A woman across the table from you licks her thumb clean of some chip crumbs. She says, “I’on’t want to be thinking about no pissy-ass waterfall.”
Another says, “Me neither. I can’t help but think about drinking it when I hear it like that. S’gross. Just going right into my motherfucking mouth.” She makes her hands into fists and brings them close to her body while shaking a little. “Oooooh. Jesus Mary and Joseph.”

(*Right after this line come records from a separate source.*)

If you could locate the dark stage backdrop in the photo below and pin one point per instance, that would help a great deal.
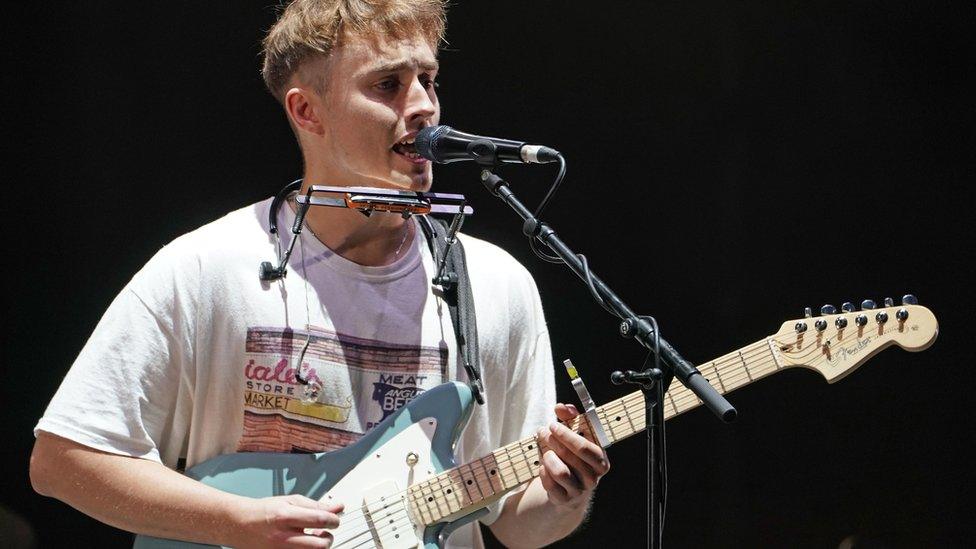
(729, 164)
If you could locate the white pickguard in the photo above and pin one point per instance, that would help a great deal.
(374, 492)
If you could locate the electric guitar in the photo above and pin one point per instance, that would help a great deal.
(402, 489)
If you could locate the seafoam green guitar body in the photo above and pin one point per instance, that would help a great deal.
(369, 477)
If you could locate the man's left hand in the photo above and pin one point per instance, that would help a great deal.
(571, 465)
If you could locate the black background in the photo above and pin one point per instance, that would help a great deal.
(729, 164)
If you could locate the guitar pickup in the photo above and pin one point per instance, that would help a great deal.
(589, 408)
(388, 518)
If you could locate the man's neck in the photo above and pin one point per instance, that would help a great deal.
(373, 241)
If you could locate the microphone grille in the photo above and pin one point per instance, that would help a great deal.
(426, 141)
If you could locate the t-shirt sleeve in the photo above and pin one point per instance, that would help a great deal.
(530, 398)
(126, 391)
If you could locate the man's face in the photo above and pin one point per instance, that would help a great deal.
(378, 94)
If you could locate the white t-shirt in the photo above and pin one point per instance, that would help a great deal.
(195, 357)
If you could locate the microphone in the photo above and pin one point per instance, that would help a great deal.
(444, 144)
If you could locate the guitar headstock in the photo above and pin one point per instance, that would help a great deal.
(837, 342)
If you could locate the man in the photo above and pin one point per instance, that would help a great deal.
(197, 357)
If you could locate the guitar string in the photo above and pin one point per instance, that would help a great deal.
(725, 363)
(360, 515)
(717, 364)
(681, 402)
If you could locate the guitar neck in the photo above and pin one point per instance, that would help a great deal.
(461, 490)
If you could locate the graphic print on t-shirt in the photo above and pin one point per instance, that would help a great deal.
(361, 381)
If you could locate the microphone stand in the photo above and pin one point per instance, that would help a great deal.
(654, 382)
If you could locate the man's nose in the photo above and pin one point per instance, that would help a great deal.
(419, 104)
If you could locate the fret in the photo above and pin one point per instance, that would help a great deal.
(744, 367)
(433, 497)
(506, 463)
(519, 462)
(525, 459)
(670, 400)
(773, 353)
(448, 492)
(601, 414)
(472, 481)
(718, 376)
(492, 477)
(525, 469)
(459, 487)
(630, 417)
(437, 488)
(417, 504)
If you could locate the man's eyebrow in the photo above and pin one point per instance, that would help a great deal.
(396, 66)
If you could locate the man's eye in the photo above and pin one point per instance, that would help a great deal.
(389, 84)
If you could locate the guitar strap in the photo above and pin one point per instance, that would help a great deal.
(456, 287)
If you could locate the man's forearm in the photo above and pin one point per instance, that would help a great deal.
(133, 494)
(530, 519)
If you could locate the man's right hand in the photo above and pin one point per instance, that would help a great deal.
(146, 497)
(287, 522)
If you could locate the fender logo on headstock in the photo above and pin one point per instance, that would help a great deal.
(852, 350)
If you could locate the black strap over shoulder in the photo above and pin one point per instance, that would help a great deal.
(453, 279)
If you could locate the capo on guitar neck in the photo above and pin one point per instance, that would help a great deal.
(589, 408)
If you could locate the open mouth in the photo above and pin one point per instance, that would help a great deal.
(407, 149)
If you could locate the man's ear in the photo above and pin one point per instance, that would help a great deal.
(304, 108)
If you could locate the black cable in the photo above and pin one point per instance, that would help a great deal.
(534, 240)
(593, 291)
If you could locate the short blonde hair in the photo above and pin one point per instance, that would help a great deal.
(311, 29)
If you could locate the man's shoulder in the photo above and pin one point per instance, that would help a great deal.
(484, 255)
(235, 229)
(238, 235)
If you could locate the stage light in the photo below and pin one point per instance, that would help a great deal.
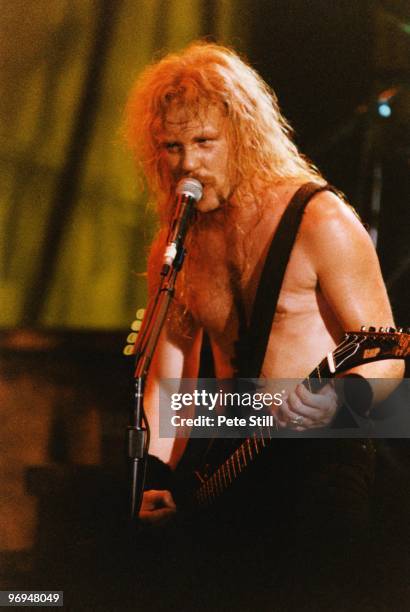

The woman next to you says, “What about them pee-drops getting on the earpiece. If you holding that walkie talkie by where you pissing, some of that shit get on the walkie talkie.” She taps the table a few times. “No no. What about getting all them little pee-drops on your mouth or ear. Them drops.”
Another woman points and says, “Them particles.”
Someone else says, “Mmm hmm.”
“The particles,” you say.
Someone else says, “Mmm hmm.”
An older woman with thickly drawn-on eyebrows folds her arms and leans back. “Jesus in heaven, all them particles.”
You can’t tell if she’s awake or talking in her sleep.
She seems asleep.
You try to focus more on her and then you can’t tell if her thickly drawn-on eyebrows are eyebrows, or her open eyes, looking at you.
She uncrosses her arms and checks her watch and re-crosses her arms and says, “Hmm! Got-damn pee-drops. Who do that.”
“For real,” someone else says.
Then they continue talking to each other about things — like which guys at the store are attractive, how much the least expensive appliances at the store cost, and why no one should ever reach into the garbage in the women’s bathroom.
You look at your coffee, swirling it.
The floating grounds.
Almost empty.
You’re constantly airdropped into a life that’s already passing.
Passing like pee-drops into the ocean of time.
You finish your coffee in small sips.